What role do audits and risk management play in securing generative AI?
Audits and risk management play a key role in securing generative AI—not just from a technical or regulatory standpoint, but also as critical elements in protecting business value and continuity.
Risk management helps identify, assess and prioritise the specific threats introduced by generative AI and their potential impact on critical processes, corporate reputation, compliance or intellectual property. This business impact-oriented perspective is essential for adopting proportional and effective mitigation measures.

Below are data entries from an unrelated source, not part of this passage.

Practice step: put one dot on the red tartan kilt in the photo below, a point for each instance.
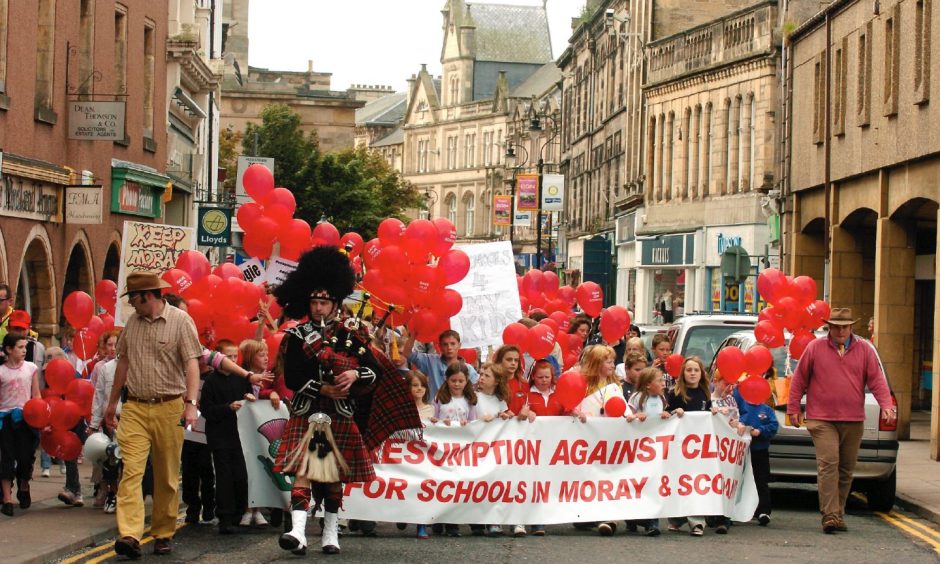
(348, 439)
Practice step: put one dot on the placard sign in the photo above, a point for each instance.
(148, 247)
(490, 295)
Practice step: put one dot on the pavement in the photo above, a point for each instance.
(49, 530)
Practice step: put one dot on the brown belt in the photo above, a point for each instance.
(159, 399)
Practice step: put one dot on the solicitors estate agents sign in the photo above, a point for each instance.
(92, 121)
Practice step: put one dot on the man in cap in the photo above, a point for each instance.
(833, 373)
(158, 365)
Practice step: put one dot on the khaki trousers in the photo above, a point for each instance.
(145, 428)
(837, 444)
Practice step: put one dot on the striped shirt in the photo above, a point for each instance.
(157, 351)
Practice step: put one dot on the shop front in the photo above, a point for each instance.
(723, 295)
(665, 284)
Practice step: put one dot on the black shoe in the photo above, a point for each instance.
(25, 499)
(127, 546)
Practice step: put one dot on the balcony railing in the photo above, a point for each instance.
(730, 39)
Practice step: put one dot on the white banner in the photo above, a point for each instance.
(260, 429)
(490, 295)
(559, 470)
(553, 192)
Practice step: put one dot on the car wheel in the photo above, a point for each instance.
(881, 493)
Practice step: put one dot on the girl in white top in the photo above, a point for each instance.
(419, 391)
(492, 393)
(456, 401)
(19, 381)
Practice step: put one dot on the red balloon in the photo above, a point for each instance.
(616, 406)
(193, 263)
(390, 231)
(352, 242)
(106, 295)
(248, 214)
(454, 266)
(446, 235)
(590, 298)
(674, 364)
(770, 282)
(540, 341)
(178, 280)
(516, 334)
(78, 308)
(281, 197)
(799, 342)
(769, 333)
(570, 389)
(58, 374)
(468, 355)
(36, 412)
(85, 344)
(65, 415)
(730, 363)
(258, 181)
(754, 389)
(758, 360)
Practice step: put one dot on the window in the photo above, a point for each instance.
(863, 88)
(45, 55)
(892, 60)
(451, 203)
(120, 51)
(469, 214)
(149, 69)
(840, 66)
(86, 47)
(922, 51)
(4, 22)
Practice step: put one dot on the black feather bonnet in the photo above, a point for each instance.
(323, 271)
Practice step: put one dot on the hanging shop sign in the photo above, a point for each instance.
(94, 121)
(527, 191)
(215, 227)
(83, 205)
(30, 199)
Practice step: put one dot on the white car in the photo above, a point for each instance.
(793, 456)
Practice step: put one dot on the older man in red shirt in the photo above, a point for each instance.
(833, 373)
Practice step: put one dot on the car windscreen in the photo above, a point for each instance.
(703, 341)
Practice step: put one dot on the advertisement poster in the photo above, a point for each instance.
(148, 247)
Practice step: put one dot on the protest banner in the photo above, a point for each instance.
(148, 247)
(260, 428)
(490, 295)
(559, 470)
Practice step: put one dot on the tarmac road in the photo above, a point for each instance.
(794, 535)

Security audits, on the other hand, are essential for verifying that AI systems meet security control requirements. At Telefónica Tech, we’ve developed our own methodology structured into six phases:
- Reconnaissance and enumeration of attack surfaces and exposed services.
- API security analysis, assessing authentication, authorisation and protection against abuse.
- AI model assessment, identifying vulnerabilities such as prompt injection or response manipulation.
- Cloud infrastructure analysis, detecting misconfigurations or pipeline weaknesses.
- Data exfiltration simulation, testing for potential leaks due to poor design or misuse.
- Resilience assessment, measuring the system’s ability to detect, resist, and recover from attacks.
This methodology provides a comprehensive view of the security landscape, helping organisations anticipate risks and proactively strengthen their defences.
What security benefits have companies seen from adopting secure generative AI solutions with Telefónica Tech?
Organisations have achieved end-to-end visibility across both their AI environments and data, which has been key to reducing attack surface, strengthening governance, and improving compliance.
Implementing solutions such as AI-SPM, AI Gateway, WAD, and VRM has enabled the protection of critical applications, early vulnerability detection, and agile, effective incident response. These capabilities have been instrumental in deploying generative AI environments in a more secure, resilient, and regulation-aligned way.
And when it comes to user productivity environments, the improvement has been substantial—avoiding oversharing or unauthorised access to sensitive data.